Meditation versus Japa

Radhanath Swami speaks in “A Journey Home” about meditating next to the Ganges and in the Himalayas. I can only fathom that he meditated for hours on end, and I wonder how he did it. Did he enter samadhi? What did he experience during his meditations? This was before he was introduced to Srila Prabhupada and Krishna consciousness where meditations equals japa. But there isn’t really any speak about the experiences that japa gives or should give. What levels there are in Japa? Should we loose track of time, and what happens during it? On what level does time disappear?

In “Autobiography of a Yogi”, Yogananda Swami is into Kriya yoga and speaks about meditating. He tells about his experiences a little bit, but again I don’t understand what he experiences when meditating for hours. He talks a lot about having special powers like levitation etc. When Gaudiya Vaishnavas speak about powers is just in a bi-sentence with the warning that this is just material powers and does nothing towards attaining our goal.

But isn’t these experiences that people have doing kriya yoga also a part of japa, or are we talking a different process where we don’t have the same experiences?

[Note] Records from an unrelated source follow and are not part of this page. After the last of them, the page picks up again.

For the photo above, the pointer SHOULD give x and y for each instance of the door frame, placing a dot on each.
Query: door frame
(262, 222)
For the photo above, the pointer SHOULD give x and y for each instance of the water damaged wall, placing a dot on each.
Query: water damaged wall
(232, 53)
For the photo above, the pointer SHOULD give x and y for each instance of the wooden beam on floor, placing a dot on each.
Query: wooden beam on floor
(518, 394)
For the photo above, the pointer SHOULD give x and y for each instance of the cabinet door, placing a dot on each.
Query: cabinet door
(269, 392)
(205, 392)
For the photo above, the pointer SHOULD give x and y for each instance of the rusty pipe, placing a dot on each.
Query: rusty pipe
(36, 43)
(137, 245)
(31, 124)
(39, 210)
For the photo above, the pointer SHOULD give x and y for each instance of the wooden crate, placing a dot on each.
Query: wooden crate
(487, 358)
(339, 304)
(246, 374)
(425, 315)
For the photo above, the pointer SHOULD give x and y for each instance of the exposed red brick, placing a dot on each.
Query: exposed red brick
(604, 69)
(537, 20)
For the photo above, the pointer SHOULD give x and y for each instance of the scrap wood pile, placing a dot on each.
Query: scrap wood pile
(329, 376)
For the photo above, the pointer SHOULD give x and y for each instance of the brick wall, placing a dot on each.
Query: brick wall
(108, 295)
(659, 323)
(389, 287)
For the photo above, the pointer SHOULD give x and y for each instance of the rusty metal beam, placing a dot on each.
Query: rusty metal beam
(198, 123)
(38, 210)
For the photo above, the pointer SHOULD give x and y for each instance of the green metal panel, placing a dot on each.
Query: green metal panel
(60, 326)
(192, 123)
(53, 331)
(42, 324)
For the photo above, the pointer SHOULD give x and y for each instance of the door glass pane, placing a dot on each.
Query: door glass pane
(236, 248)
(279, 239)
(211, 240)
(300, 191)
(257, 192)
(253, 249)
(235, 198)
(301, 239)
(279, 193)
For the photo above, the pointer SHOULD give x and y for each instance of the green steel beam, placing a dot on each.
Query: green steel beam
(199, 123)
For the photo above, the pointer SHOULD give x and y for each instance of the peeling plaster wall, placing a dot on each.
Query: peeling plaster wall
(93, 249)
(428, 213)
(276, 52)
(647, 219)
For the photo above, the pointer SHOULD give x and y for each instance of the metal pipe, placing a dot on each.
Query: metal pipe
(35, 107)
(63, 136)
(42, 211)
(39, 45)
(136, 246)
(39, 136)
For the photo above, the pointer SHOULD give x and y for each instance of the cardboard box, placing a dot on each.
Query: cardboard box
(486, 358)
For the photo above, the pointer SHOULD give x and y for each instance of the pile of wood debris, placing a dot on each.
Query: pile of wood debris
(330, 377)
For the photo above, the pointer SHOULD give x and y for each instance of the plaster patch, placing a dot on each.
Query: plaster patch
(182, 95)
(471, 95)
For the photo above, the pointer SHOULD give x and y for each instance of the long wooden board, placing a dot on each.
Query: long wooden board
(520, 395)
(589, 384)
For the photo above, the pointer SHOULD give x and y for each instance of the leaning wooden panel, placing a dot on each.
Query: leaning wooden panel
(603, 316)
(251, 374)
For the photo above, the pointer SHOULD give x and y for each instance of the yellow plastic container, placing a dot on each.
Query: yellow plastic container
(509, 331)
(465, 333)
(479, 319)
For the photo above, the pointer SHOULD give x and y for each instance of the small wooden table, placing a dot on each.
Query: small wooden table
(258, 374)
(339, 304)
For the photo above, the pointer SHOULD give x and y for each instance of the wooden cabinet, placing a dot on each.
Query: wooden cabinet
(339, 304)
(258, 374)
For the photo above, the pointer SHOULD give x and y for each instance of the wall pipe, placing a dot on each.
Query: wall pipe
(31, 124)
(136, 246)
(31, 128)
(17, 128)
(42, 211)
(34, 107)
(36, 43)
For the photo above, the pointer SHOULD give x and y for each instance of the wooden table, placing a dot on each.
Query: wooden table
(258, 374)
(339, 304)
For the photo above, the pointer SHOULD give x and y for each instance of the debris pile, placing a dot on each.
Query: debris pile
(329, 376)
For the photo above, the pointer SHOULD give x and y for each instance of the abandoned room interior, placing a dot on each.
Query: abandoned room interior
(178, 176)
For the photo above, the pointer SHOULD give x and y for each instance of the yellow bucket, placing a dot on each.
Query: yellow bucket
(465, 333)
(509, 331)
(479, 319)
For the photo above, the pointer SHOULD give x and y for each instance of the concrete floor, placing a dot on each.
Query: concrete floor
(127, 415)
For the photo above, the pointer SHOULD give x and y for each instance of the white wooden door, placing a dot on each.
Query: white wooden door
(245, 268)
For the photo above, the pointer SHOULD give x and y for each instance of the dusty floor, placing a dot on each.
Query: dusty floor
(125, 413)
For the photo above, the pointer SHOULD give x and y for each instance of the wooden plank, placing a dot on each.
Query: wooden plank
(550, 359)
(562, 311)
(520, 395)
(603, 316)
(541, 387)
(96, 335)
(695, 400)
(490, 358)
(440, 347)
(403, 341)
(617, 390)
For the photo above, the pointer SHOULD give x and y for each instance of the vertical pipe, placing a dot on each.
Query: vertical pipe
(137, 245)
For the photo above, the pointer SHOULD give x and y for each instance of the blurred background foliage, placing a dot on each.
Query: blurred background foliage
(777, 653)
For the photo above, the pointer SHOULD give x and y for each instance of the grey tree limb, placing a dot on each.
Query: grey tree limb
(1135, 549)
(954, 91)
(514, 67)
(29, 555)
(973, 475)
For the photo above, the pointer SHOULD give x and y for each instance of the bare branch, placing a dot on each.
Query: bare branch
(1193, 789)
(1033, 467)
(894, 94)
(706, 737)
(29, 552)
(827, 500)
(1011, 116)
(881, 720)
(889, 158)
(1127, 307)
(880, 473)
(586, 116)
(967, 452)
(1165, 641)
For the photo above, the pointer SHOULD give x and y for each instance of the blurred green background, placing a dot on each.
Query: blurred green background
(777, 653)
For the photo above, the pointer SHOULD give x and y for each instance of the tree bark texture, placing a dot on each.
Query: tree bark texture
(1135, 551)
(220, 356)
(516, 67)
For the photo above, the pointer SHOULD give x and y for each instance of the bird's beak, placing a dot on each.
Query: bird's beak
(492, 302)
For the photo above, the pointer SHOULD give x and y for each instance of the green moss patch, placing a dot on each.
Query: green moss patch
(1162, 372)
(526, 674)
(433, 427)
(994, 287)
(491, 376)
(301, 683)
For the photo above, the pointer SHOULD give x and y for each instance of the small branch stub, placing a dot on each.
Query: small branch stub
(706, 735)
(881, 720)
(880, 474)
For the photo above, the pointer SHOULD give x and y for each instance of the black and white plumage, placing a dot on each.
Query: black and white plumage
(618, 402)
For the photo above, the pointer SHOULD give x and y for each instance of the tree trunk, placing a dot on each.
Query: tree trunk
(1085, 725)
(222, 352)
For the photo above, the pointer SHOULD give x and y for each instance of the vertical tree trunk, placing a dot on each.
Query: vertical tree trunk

Shouldn’t doing japa award us these same powers that other yoga practitioners experience?

I’ve been craving silence lately. Not outward silence, but inwardly. The mind is like this chatty friend that hasn’t understood to let things go. It keeps on talking about the same subjects for millions of times, and after listening to it for hours you get tired. It’s no use in getting irritated or angry at this friend, because it’s all he knows. It’s old patterns and he hasn’t learned the new ones yet, but after hours on end, I just want silence. I need a break from this chattyness because I get exhausted.

So I meditate a bit in silence and begin to wonder why silence and solitude isn’t mentioned anywhere in our process. Japa seems to be a bit on the opposite side considering I chant orally 98% of the time. There isn’t much information about what should happen during japa even. The only message we get is that it’s important to chant attentively and avoid committing offences, but that’s not really instructive.

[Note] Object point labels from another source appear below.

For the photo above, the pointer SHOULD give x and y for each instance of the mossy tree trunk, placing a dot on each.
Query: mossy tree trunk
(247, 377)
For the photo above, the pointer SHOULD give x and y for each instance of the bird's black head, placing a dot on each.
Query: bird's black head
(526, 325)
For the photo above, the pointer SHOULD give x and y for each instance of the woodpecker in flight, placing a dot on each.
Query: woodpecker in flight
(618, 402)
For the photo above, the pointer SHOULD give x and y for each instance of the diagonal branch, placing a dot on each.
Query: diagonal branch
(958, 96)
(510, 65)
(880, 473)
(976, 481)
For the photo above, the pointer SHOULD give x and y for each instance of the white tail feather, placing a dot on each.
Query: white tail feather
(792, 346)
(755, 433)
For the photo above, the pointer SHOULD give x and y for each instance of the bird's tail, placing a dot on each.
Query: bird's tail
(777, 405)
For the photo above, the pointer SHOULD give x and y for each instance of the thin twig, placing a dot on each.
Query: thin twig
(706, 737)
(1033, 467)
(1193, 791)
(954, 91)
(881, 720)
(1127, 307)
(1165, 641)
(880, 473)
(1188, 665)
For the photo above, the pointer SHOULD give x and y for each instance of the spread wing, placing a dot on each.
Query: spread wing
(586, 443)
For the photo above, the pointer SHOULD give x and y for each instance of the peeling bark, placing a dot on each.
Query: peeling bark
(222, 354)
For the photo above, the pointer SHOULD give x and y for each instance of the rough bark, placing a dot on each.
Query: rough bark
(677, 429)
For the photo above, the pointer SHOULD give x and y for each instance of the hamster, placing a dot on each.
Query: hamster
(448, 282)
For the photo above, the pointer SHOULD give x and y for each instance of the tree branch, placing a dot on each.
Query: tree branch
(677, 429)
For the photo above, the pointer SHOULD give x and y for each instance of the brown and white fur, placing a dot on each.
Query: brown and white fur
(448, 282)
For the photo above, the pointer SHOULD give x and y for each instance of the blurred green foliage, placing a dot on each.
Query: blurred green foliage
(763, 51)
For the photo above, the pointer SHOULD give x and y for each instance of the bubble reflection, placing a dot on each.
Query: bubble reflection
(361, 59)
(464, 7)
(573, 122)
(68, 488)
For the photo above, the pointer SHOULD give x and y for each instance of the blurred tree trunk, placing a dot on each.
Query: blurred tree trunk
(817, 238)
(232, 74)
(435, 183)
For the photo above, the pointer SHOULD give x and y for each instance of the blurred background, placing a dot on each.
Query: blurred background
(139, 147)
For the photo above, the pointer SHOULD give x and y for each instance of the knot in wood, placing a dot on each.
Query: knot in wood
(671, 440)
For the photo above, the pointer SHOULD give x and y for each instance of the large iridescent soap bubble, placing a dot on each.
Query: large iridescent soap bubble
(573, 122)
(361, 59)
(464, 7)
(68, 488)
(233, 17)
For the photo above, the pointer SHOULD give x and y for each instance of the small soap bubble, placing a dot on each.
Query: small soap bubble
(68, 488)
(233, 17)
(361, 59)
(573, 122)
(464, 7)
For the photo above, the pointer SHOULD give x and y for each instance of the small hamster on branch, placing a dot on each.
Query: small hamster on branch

How does meditation in silence for hours and japa coincide?

I’ve read pages on pages on the struggles of Japa, but not on what happens when you don’t struggle. Where’s the book “The Science of Japa”? I would like to skip the whole chapters on struggles and offences, and get right to the good stuff.

One thought on “Meditation versus Japa

  1. One thing we’re meant to experience is the hearing of each syllable of each mantra for the whole japa session. In my 9 years of chanting I have only once (one round that is) been able to hear each mantra. That happened April 23 last year. I didn’t hear every syllable, but I never zoned out for a whole mantra.

    If you manage to become fixed in hearing every syllable in all of your chanting you will start to perceive the form of Krishna.

    It’s ok if that doesn’t happen, as long as that’s what you’re going for. It helps me to remember that I’m not reaching out to Krishna, not taking the initiative. I’m responding to his outreach. I actually talking to someone, not just doing some personal gymnastics. His love is like a message in a bottle, found here in the material ocean, and we respond.

    I heard something nice from Siddhasvarupananda, that people approach God realization like climbing a mountain. But this mountain is dancing!